Una amiga me dijo que en los años setenta, hubo una invasión de ratones en Brasilia y que ellos salían por el desague del bidé y entraban en los apartamientos de Asa Norte. Ella me pregunta si no me acuerdo. No me acuerdo. “En serio? No te acuerdas?” No me acuerdo.

No me acuerdo de la invasión, no me acuerdo de comentarios, noticias. Respondo que era muy pequeña, pero ella es más joven que yo. Rio sin gracia, sin mostrar los dientes: “Realmente no me acuerdo!” De lo que me acuerdo es siempre haber tenido miedo de ratones, más que de cucarachas. Y de siempre soñar con ellos en tiempos de angustia, preocupación. Una vez vi un video de un asado en la casa de mis padres en que intento alertar a mi madre del paso de un ratón y ella me ignora. Me pareció que no quería llamar la atención de los invitados para la presencia del animal asqueroso que corría en la orilla de la cerca. No quería interrumpir su canto y su soleado día de domingo y, por eso, ignoró completamente lo que dijo la niña inconveniente. 

Una amiga me contó también que ya se miró por tanto tiempo en el espejo que la imagen quedó difusa y ella no se reconoció más. Se transformó en un ser extraño. El reflejo era de alguien más. “Nunca te pasó?” No, nunca. Creo que nunca pasé tanto tiempo mirándome en espejo. Rápido encuentro un defecto, un incomodo y me voy. Le prometo experimentar, pero me olvido, o finjo olvidarme. No sé si quiero mirarme por tanto tiempo. Y si me disuelvo y desaparezco?  Y si no sé más quien soy?

Mi hija me pidió una petaca, “si tu tuvieras una que no usas más”. Respondí, casi tragando el polvo compacto y atragantándome con las palabras: “A esta hora de la mañana? No, no tengo una petaca, no me preocupo con petacas. Si quiero mirarme en el espejo, voy al baño y me miro”. Pero creo que no me miro. O no sé si me miro. Le respondo así y me arrepiento. La prisa, la prisa termina con la delicadeza de los sueños, pequeños como petacas, rotas. Le prometo, dar una mirada en otra hora para intentar encontrar una petaca. Me acuerdo de los ratones, del miedo de los ratones y del video del asado. El dolor de alertar a un adulto del peligro y ser ignorada. Soy peor que mi madre. Por lo menos mi madre era dulce.
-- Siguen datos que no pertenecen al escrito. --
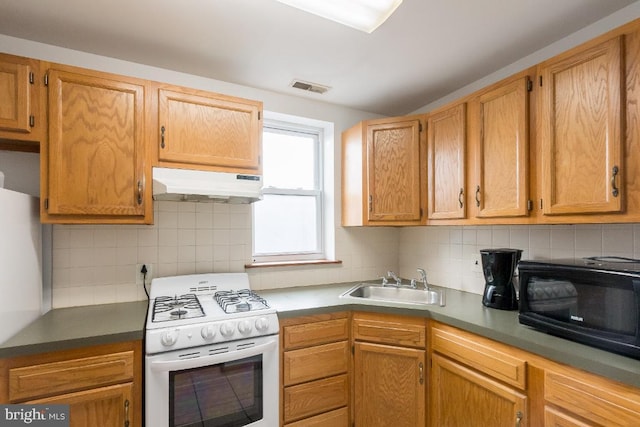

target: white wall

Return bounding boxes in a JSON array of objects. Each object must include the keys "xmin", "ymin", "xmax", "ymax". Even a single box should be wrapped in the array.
[{"xmin": 0, "ymin": 35, "xmax": 399, "ymax": 308}]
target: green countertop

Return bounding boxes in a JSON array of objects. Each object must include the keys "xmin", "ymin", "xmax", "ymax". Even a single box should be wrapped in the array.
[{"xmin": 1, "ymin": 282, "xmax": 639, "ymax": 389}]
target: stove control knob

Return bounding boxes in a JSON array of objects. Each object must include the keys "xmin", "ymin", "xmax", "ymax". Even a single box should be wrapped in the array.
[
  {"xmin": 255, "ymin": 317, "xmax": 270, "ymax": 333},
  {"xmin": 201, "ymin": 325, "xmax": 217, "ymax": 340},
  {"xmin": 220, "ymin": 322, "xmax": 235, "ymax": 338},
  {"xmin": 161, "ymin": 330, "xmax": 179, "ymax": 347},
  {"xmin": 238, "ymin": 320, "xmax": 252, "ymax": 335}
]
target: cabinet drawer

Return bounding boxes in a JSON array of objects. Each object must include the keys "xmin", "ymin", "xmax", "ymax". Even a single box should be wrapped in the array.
[
  {"xmin": 283, "ymin": 374, "xmax": 349, "ymax": 423},
  {"xmin": 283, "ymin": 317, "xmax": 349, "ymax": 350},
  {"xmin": 9, "ymin": 351, "xmax": 134, "ymax": 402},
  {"xmin": 285, "ymin": 407, "xmax": 349, "ymax": 427},
  {"xmin": 353, "ymin": 312, "xmax": 426, "ymax": 348},
  {"xmin": 545, "ymin": 368, "xmax": 640, "ymax": 426},
  {"xmin": 430, "ymin": 323, "xmax": 526, "ymax": 390},
  {"xmin": 284, "ymin": 341, "xmax": 349, "ymax": 386}
]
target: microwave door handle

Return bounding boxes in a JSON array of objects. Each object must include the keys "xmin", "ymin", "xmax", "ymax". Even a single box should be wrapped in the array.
[{"xmin": 149, "ymin": 339, "xmax": 277, "ymax": 373}]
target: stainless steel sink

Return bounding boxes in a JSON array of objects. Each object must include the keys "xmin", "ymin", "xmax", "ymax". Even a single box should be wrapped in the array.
[{"xmin": 340, "ymin": 283, "xmax": 446, "ymax": 306}]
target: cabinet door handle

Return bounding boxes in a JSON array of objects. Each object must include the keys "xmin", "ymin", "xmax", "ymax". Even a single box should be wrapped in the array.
[
  {"xmin": 475, "ymin": 185, "xmax": 481, "ymax": 207},
  {"xmin": 611, "ymin": 165, "xmax": 619, "ymax": 197},
  {"xmin": 458, "ymin": 188, "xmax": 464, "ymax": 208},
  {"xmin": 124, "ymin": 399, "xmax": 130, "ymax": 427},
  {"xmin": 419, "ymin": 362, "xmax": 424, "ymax": 384},
  {"xmin": 137, "ymin": 180, "xmax": 143, "ymax": 205},
  {"xmin": 515, "ymin": 410, "xmax": 523, "ymax": 427},
  {"xmin": 161, "ymin": 125, "xmax": 166, "ymax": 149}
]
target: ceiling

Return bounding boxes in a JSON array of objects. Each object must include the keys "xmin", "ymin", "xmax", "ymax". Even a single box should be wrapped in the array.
[{"xmin": 0, "ymin": 0, "xmax": 637, "ymax": 116}]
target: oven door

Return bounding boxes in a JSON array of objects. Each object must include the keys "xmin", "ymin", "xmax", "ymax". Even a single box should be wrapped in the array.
[{"xmin": 145, "ymin": 334, "xmax": 279, "ymax": 427}]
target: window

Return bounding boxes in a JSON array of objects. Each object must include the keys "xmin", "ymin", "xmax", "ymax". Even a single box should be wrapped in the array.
[{"xmin": 252, "ymin": 121, "xmax": 324, "ymax": 262}]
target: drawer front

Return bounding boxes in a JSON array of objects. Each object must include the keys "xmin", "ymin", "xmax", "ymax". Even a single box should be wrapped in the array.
[
  {"xmin": 353, "ymin": 313, "xmax": 426, "ymax": 347},
  {"xmin": 285, "ymin": 407, "xmax": 349, "ymax": 427},
  {"xmin": 284, "ymin": 341, "xmax": 349, "ymax": 386},
  {"xmin": 283, "ymin": 318, "xmax": 349, "ymax": 350},
  {"xmin": 9, "ymin": 351, "xmax": 134, "ymax": 402},
  {"xmin": 284, "ymin": 374, "xmax": 349, "ymax": 423},
  {"xmin": 545, "ymin": 369, "xmax": 640, "ymax": 426},
  {"xmin": 431, "ymin": 323, "xmax": 526, "ymax": 390}
]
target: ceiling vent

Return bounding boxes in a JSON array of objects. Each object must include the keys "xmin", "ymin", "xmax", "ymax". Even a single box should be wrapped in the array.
[{"xmin": 290, "ymin": 79, "xmax": 331, "ymax": 94}]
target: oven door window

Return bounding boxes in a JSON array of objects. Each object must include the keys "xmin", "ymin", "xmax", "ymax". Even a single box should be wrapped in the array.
[{"xmin": 170, "ymin": 354, "xmax": 263, "ymax": 427}]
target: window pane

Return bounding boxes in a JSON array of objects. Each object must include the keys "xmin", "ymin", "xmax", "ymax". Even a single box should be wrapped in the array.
[
  {"xmin": 254, "ymin": 194, "xmax": 318, "ymax": 254},
  {"xmin": 263, "ymin": 130, "xmax": 316, "ymax": 190}
]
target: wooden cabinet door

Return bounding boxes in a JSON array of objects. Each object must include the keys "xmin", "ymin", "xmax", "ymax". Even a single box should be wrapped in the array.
[
  {"xmin": 45, "ymin": 68, "xmax": 148, "ymax": 222},
  {"xmin": 538, "ymin": 36, "xmax": 623, "ymax": 215},
  {"xmin": 158, "ymin": 88, "xmax": 262, "ymax": 172},
  {"xmin": 354, "ymin": 341, "xmax": 425, "ymax": 427},
  {"xmin": 28, "ymin": 383, "xmax": 134, "ymax": 427},
  {"xmin": 0, "ymin": 58, "xmax": 31, "ymax": 134},
  {"xmin": 0, "ymin": 53, "xmax": 44, "ymax": 149},
  {"xmin": 427, "ymin": 103, "xmax": 466, "ymax": 219},
  {"xmin": 430, "ymin": 353, "xmax": 527, "ymax": 427},
  {"xmin": 475, "ymin": 76, "xmax": 530, "ymax": 218},
  {"xmin": 366, "ymin": 118, "xmax": 423, "ymax": 223}
]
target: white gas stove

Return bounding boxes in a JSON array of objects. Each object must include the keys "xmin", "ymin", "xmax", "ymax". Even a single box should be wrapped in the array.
[
  {"xmin": 145, "ymin": 272, "xmax": 278, "ymax": 355},
  {"xmin": 145, "ymin": 273, "xmax": 279, "ymax": 427}
]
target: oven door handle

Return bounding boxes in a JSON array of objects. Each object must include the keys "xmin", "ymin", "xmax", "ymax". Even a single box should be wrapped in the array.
[{"xmin": 148, "ymin": 339, "xmax": 277, "ymax": 372}]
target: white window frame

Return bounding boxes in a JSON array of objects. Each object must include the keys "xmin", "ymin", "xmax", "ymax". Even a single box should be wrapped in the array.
[{"xmin": 252, "ymin": 119, "xmax": 325, "ymax": 263}]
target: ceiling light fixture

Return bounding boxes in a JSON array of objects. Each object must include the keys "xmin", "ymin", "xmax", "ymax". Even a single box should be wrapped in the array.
[{"xmin": 276, "ymin": 0, "xmax": 403, "ymax": 33}]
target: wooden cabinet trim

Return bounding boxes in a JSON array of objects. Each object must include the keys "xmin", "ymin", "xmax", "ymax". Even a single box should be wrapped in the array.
[
  {"xmin": 431, "ymin": 323, "xmax": 527, "ymax": 390},
  {"xmin": 9, "ymin": 350, "xmax": 134, "ymax": 402},
  {"xmin": 283, "ymin": 341, "xmax": 349, "ymax": 386}
]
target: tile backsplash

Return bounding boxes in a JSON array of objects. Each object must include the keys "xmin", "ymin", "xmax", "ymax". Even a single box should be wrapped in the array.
[
  {"xmin": 51, "ymin": 201, "xmax": 400, "ymax": 308},
  {"xmin": 51, "ymin": 202, "xmax": 640, "ymax": 307},
  {"xmin": 399, "ymin": 224, "xmax": 640, "ymax": 295}
]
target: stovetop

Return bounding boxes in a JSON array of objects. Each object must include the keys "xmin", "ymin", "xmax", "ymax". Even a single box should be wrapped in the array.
[{"xmin": 146, "ymin": 272, "xmax": 276, "ymax": 330}]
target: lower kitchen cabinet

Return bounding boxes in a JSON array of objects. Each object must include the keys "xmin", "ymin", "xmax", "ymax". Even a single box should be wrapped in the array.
[
  {"xmin": 352, "ymin": 312, "xmax": 426, "ymax": 427},
  {"xmin": 280, "ymin": 312, "xmax": 350, "ymax": 426},
  {"xmin": 0, "ymin": 340, "xmax": 142, "ymax": 427},
  {"xmin": 531, "ymin": 361, "xmax": 640, "ymax": 427},
  {"xmin": 429, "ymin": 321, "xmax": 527, "ymax": 427}
]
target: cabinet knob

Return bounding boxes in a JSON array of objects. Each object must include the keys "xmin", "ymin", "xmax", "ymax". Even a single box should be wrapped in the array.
[
  {"xmin": 137, "ymin": 181, "xmax": 143, "ymax": 205},
  {"xmin": 419, "ymin": 362, "xmax": 424, "ymax": 384},
  {"xmin": 161, "ymin": 125, "xmax": 166, "ymax": 149},
  {"xmin": 475, "ymin": 185, "xmax": 481, "ymax": 207},
  {"xmin": 458, "ymin": 188, "xmax": 464, "ymax": 209}
]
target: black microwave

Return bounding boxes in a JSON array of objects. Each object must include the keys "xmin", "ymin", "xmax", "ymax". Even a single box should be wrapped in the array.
[{"xmin": 518, "ymin": 257, "xmax": 640, "ymax": 359}]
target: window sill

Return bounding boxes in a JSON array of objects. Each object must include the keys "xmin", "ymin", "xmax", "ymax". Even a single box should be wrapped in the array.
[{"xmin": 245, "ymin": 259, "xmax": 342, "ymax": 269}]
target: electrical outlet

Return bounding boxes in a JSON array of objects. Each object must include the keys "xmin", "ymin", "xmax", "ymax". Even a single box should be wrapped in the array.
[
  {"xmin": 136, "ymin": 263, "xmax": 153, "ymax": 285},
  {"xmin": 471, "ymin": 255, "xmax": 483, "ymax": 273}
]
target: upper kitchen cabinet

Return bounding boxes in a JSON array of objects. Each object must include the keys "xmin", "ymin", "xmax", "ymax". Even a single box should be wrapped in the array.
[
  {"xmin": 342, "ymin": 115, "xmax": 426, "ymax": 226},
  {"xmin": 42, "ymin": 65, "xmax": 151, "ymax": 224},
  {"xmin": 156, "ymin": 85, "xmax": 262, "ymax": 173},
  {"xmin": 537, "ymin": 35, "xmax": 624, "ymax": 215},
  {"xmin": 471, "ymin": 73, "xmax": 531, "ymax": 219},
  {"xmin": 0, "ymin": 53, "xmax": 44, "ymax": 151},
  {"xmin": 427, "ymin": 102, "xmax": 466, "ymax": 220}
]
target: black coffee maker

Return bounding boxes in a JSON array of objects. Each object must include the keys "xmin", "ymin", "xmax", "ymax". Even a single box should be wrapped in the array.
[{"xmin": 480, "ymin": 248, "xmax": 523, "ymax": 310}]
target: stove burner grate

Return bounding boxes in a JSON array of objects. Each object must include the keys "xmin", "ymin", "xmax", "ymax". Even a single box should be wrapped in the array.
[
  {"xmin": 214, "ymin": 289, "xmax": 270, "ymax": 314},
  {"xmin": 152, "ymin": 293, "xmax": 205, "ymax": 322}
]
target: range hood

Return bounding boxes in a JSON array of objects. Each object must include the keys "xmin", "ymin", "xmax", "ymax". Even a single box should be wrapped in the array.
[{"xmin": 152, "ymin": 167, "xmax": 262, "ymax": 203}]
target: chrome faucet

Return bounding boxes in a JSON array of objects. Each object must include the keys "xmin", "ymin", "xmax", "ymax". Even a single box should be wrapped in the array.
[
  {"xmin": 386, "ymin": 270, "xmax": 402, "ymax": 287},
  {"xmin": 417, "ymin": 268, "xmax": 429, "ymax": 291}
]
Ando sin aliento. Ando con miedo. Voy a romper todas las petacas, mismo que no quiera, mismo sin querer. Mismo que entienda que pueden reflejar sueños. Mi prisa, mi limitación. En cada pedacito de espejo roto, tal vez, busque aquella delicadeza, aquel cariño y no lo encuentre. Porque barrí todos los pedacitos violentamente para lejos. Porque no sé cuidar.

Conté a otra amiga que casi me ahogué en la piscina. Casi me ahogué en los 200 metros del calentamiento. Yo que nado en el mar, que nado en el lago Paraná. Una burbuja de aire trancando mi garganta, un latir del corazón que arrastró el cuerpo para el fondo y desordenó brazos y piernas. “Me voy ahogar!” La voz en mi cabeza me dijo rigurosa y fuerte: “No seas ridícula! Tu nadas mucho!” Persistí en la respiración.  Tragué el aire, soltando un sonido parecido a una persona que estuviera encadenada al fondo del mar y solo ahora se estuviera desprendiendo y volviendo a la superficie. Solté de a poco el aire, observando las burbujas que se formaban. Una vez y más otra y otra todavía. De a poco la respiración se fue normalizando.

No me ahogué y no desistí de nadar. No desisto, mismo que se muestre difícil, mismo que falle y me vea imperfecta. No desisto y continuo, buscando equilibrar inspiración y expiración, buscando aliento y calma, buscando claridad y verdad. No me rindo y mantengo los ojos abiertos y la mente atenta para cambial el ritmo de las brazadas si fuera necesario. Oigo el latir de mi corazón, su ritmo y su arritmia, los dos importantes, para decidir si debo pausar o cambiar de dirección.